Agilent Claims VCSEL Breakthrough
Agilent's breakthrough could lead to VCSELs operating at wavelengths of 1310 and 1550 nm reaching the market in under a year and a half, says Mike Tan, lead researcher on the VCSEL project. Such lasers promise to deliver high performance at lower cost than the standard edge-emitting lasers used for the majority of today's telecom applications (see Laser Blazers).
Designing VCSELs to operate at shorter wavelengths around 850 nm is relatively easy. At 1310 and 1550 nm, however, optimising the optical and electrical characteristics at the same time is tricky, the biggest problem being that materials that give out plenty of light at these wavelengths are not much good for making mirrors.
VCSEL mirrors are made from alternating layers of different materials, creating high reflectivity through the constructive inteference of multiple reflections. The bigger the difference in refractive indices between the two materials, the stronger the reflection. But in indium-phosphide compatible materials, which are used for long-wavelength light emission, only a small refractive index difference can be achieved.
Agilent's solution is to replace one of the materials in the mirror with air. Air has a refractive index of 1.0, while indium phosphide has a refractive index of around 3.5, giving the maximum possible index contrast. In fact, these mirrors only require three mirror pairs, says Tan, compared to 65 or more required for typical designs based on indium phosphide materials. That translates to shorter manufacturing times, lower manufacturing costs, and higher performance.
Agilent researchers make the mirror using techniques similar to those used to manufacture MEMS (microelectromechnical systems), according to Tan. First, they deposit layers of indium phosphide and a sacrificial material. After etching to define the shape of the device, they regrow indium phosphide support pillars. The sacrificial material can then be removed with a selective etch.

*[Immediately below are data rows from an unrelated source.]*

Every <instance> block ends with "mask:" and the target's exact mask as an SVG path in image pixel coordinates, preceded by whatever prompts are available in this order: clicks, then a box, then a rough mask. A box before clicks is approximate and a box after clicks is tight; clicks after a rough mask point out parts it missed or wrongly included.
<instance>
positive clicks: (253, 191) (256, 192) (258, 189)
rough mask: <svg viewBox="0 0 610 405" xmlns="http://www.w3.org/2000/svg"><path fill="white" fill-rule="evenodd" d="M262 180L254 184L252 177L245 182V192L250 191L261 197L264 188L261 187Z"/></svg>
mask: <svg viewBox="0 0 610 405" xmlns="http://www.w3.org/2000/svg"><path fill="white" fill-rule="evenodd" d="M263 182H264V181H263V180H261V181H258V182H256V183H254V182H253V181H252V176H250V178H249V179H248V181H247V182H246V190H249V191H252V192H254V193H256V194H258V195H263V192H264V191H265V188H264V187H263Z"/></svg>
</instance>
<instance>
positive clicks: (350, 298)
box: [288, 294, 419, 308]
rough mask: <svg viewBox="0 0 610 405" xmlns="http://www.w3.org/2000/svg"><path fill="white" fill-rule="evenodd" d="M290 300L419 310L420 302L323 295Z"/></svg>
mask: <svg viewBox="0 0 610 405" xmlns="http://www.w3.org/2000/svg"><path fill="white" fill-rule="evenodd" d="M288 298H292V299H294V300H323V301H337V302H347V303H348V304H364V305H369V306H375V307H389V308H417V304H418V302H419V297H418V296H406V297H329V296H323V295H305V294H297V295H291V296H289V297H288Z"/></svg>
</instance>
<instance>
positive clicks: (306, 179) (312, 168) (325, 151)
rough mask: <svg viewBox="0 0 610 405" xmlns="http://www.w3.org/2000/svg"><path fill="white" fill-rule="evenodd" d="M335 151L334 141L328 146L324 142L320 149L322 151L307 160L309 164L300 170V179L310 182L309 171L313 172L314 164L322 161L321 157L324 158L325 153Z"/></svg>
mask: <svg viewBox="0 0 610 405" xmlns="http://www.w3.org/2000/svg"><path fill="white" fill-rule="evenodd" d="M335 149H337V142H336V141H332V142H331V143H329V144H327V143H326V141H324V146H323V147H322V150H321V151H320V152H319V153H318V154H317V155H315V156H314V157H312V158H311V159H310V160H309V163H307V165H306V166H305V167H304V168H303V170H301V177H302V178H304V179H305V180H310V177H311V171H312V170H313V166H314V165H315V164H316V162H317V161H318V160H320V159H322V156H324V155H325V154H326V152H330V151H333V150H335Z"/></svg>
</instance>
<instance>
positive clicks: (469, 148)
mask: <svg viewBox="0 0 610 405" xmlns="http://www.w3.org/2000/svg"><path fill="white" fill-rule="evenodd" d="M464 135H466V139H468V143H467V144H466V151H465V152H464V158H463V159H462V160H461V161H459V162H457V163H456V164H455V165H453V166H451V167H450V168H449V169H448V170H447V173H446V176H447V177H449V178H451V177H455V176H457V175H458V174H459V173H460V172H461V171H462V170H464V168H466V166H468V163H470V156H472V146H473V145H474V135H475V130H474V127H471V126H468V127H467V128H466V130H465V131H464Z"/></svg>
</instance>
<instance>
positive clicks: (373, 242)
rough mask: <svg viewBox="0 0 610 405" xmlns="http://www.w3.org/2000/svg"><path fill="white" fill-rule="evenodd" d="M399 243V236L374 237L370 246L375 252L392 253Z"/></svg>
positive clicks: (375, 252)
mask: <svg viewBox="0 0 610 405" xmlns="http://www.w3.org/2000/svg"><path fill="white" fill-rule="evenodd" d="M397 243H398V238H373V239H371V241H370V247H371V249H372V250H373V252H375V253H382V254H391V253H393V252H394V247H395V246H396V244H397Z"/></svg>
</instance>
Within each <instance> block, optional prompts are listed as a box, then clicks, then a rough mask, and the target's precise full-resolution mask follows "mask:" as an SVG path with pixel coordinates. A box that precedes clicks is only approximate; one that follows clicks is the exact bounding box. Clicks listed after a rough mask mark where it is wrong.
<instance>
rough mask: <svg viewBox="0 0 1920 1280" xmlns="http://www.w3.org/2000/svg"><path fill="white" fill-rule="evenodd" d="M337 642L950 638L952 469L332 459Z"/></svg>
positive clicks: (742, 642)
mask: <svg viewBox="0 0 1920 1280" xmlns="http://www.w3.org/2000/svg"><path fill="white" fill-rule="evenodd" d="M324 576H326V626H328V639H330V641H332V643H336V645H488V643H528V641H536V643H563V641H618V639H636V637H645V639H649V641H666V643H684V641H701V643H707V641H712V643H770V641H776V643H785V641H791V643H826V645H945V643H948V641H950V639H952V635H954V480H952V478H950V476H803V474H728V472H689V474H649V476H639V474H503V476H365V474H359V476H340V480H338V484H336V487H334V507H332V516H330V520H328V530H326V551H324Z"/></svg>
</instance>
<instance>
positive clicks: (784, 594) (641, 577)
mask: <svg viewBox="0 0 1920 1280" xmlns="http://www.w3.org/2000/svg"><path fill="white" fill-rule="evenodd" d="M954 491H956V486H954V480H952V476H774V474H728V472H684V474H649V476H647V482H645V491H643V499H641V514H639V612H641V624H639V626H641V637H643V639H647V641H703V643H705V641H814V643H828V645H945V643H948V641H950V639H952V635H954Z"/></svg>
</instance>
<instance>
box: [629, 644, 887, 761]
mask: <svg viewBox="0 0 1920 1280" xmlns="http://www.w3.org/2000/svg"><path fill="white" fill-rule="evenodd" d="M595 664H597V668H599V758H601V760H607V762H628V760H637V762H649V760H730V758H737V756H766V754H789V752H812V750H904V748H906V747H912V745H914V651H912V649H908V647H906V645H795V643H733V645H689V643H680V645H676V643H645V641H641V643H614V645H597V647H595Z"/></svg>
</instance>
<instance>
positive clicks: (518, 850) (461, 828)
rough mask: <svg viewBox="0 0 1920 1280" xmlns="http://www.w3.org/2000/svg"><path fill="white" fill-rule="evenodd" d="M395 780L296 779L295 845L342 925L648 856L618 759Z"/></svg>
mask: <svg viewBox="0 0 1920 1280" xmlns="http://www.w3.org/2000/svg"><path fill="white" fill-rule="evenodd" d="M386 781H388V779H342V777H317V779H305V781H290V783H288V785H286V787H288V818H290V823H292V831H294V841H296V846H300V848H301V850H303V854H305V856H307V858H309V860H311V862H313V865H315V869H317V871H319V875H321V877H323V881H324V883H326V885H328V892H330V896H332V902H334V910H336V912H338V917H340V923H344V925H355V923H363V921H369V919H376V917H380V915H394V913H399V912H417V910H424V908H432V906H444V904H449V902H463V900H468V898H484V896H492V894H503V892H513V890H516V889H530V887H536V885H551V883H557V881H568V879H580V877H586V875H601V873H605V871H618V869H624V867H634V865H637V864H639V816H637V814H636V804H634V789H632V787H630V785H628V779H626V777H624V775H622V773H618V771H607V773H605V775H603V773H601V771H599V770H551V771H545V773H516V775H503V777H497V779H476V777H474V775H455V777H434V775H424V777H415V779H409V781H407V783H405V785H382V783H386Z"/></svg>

So far, Agilent has used this technique to make 1310 and 1550 nm devices, but believes it is likely to prove more useful at 1550 nm, the wavelength of most interest to telecoms companies because it enables DWDM applications. "This approach could easily be applied to the fabrication of lasers at 1550nm wavelengths," says Tan. "I believe that's where this technology will really shine."
Agilent isn't the first vendor to work on long-wavelength VCSELs. Until recently, however, only two others -- Bandwidth9 Inc. and the now defunct Coretek -- had managed to bring indium-phosphide-based VCSELs to market (see Coretek Is Closed). But competition is hotting up: two European startups BeamExpress Inc., and VertiLas GmbH -- have popped up on the scene in recent months (see BeamExpress Tunes VCSEL and VertiLas Secures Funding).
Markus Ortsiefer, founder and CTO of Vertilas, wonders if Agilent has addressed all the aspects of the "mirror problem". "Everyone says the problem is because of the low refractive index difference, but that isn't really the point" he contends. "The real problem is how to manage thermal behaviour."
Ortsiefer notes that indium phosphide-based mirrors have a very low thermal conductivity, with the result that the laser heats up, and more current is needed to get light out. Vertilas has done two things to improve matters. One, it uses a "tunnel junction" to reduce the electrical resistance of the laser. Two, it has very good heat sinking, which means removing the substrate so that the heat sink can be placed close to the active region of the device.
Tan says that Agilent also uses a tunnel junction in its device, but he didn't provide details about heatsinking.
Agilent claims to have demonstrated a 1550 nm VCSEL based on the new mirror technology, and to have started reliability tests.
— Pauline Rigby, Senior Editor, Light Reading